España aprueba aumentar la garantía obligatoria de los productos de 2 a 3 años

España incrementa la garantía de los productos. De los dos años obligatorios actuales se pasará a una garantía legal de tres años. Así lo ha aprobado hoy el Consejo de Ministros, que igualmente ha resuelto ampliar el tiempo mínimo que deberán facilitar los fabricantes a nivel de reparación. En vez de los cinco años actuales, las compañías deberán colocar durante al menos 10 años las piezas de repuesto de los productos que ya no vendan, lo que concederá proporcionar su reparación pese a que el producto sea antiguo.

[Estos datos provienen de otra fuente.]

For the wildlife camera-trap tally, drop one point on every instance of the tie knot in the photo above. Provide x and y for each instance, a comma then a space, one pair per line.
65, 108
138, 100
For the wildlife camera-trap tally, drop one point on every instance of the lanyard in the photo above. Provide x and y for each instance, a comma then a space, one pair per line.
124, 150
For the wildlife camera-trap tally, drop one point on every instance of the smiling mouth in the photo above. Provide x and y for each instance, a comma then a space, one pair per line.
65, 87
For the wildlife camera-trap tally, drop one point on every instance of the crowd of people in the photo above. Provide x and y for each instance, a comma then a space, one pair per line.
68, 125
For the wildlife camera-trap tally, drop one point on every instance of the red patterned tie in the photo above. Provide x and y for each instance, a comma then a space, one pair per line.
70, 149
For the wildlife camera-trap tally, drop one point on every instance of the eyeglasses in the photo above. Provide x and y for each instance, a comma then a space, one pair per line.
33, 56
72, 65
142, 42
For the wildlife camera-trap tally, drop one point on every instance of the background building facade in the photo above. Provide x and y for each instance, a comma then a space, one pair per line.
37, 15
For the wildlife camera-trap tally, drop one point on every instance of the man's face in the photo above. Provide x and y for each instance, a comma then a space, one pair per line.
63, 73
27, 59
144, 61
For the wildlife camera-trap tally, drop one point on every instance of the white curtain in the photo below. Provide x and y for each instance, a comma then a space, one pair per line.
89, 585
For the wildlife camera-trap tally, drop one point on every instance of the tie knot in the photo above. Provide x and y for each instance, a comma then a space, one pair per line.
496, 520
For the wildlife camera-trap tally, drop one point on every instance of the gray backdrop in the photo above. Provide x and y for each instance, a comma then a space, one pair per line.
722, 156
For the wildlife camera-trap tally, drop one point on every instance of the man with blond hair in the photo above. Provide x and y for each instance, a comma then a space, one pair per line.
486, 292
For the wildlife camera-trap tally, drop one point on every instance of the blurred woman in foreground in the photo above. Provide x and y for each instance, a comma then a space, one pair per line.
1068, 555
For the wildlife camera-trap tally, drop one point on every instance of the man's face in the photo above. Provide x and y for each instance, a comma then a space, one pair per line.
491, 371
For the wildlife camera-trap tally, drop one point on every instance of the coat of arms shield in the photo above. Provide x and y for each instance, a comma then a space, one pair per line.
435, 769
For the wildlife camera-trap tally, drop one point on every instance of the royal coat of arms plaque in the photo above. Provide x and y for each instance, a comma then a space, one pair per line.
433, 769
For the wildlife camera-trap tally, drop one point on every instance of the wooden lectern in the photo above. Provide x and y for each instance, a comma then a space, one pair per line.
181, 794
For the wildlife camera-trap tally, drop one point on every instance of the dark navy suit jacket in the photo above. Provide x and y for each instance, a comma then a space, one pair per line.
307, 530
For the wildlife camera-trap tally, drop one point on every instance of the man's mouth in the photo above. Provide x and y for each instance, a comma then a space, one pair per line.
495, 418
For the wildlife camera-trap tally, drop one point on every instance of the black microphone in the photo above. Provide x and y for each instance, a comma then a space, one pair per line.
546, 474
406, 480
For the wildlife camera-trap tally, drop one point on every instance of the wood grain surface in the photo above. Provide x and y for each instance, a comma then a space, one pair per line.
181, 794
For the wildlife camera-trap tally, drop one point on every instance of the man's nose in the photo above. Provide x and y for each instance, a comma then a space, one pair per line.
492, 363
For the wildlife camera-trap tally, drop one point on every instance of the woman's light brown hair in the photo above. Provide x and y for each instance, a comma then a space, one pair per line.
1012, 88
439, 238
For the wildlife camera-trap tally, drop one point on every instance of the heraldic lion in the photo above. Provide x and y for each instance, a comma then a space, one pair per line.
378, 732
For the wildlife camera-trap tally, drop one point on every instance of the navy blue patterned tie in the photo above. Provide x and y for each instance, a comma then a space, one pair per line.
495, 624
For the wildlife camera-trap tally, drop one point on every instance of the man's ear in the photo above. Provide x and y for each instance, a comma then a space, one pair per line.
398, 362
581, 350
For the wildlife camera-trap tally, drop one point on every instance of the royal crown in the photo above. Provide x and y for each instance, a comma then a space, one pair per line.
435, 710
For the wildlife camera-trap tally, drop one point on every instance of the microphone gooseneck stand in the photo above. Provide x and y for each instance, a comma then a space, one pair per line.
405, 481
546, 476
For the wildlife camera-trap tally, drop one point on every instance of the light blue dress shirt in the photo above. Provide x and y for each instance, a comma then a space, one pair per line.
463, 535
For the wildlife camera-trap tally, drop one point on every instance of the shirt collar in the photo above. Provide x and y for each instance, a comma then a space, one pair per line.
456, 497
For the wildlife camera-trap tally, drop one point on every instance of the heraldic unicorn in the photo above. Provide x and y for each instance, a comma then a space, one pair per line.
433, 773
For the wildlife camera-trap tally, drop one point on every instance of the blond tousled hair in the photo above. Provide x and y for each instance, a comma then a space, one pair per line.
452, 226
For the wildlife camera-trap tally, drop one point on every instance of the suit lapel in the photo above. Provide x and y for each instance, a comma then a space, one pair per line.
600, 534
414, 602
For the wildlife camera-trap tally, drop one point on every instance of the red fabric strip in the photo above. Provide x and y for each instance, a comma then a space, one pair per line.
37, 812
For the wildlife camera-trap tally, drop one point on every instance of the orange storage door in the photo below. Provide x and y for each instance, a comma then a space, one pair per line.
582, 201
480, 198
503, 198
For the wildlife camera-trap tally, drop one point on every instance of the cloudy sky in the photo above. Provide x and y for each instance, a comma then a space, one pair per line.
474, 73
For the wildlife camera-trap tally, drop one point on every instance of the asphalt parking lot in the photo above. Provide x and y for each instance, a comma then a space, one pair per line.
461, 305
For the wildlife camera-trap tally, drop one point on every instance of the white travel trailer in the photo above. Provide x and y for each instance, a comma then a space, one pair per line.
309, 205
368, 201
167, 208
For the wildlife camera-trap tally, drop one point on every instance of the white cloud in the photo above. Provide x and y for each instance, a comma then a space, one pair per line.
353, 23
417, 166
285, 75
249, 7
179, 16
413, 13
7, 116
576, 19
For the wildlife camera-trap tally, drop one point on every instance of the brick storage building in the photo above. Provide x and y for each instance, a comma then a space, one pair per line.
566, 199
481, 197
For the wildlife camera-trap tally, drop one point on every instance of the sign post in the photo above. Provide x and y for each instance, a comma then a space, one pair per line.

La reciente medida está establecida en un Real Decreto-ley ómnibus, que igualmente incorporara nuevos derechos y garantías para los usuarios ante la prosperidad del comercio online, en línea con lo planteado por la Unión Europea, que a finales de noviembre aprobaba el llamado ‘derecho a reparar’.

La novedosa normativa que aumenta la garantía de los productos a tres años es la inmersión de la normativa europea y además aplicará por primera vez en relación a los contenidos y servicios digitales, que deberán dar al menos dos años de garantía. Unos contenidos que «no cuestan dinero al consumidor sino que se obtienen a cambio de sus datos personales», conforme los detalla el Ministerio de Consumo. Entre los productos recolectados en esta categoría se incorporan «programas informáticos, aplicaciones, archivos de vídeo, archivos de audio, archivos de música, juegos digitales, libros electrónicos u otras publicaciones electrónicas».

La durabilidad de un producto se determina con un punto de vista objetivo. Cuando un producto no tenga la durabilidad acordada en el contrato de compra, el cliente tendrá derecho a optar entre la reparación o la sustitución del mismo. Esta nueva normativa aumenta de tres a cinco años el plazo para cuando un cliente no esté conforme y se pasa de seis meses a uno o dos años, en función del objeto, el periodo para confirmar que no se está conforme con el producto comprado.

La principal variación en este apartado es que el consumidor solo deberá comprobar que el producto comprado no es acorde a lo pactado, sin necesidad de  probar su falta de conformidad en el instante de la entrega, como hasta ahora. Otro cambio es que las garantías comerciales que se insertan en la publicidad predominarán a las de la declaración de garantía legal si son más favorables para el consumidor.

Por ahora,  no se conoce cuándo entrará en vigencia. Habrá que esperar a su publicación en el BOE para saber los por menores restantes de esta nueva normativa que presume una extensa mejora de los derechos de los consumidores al comprar nuevos productos.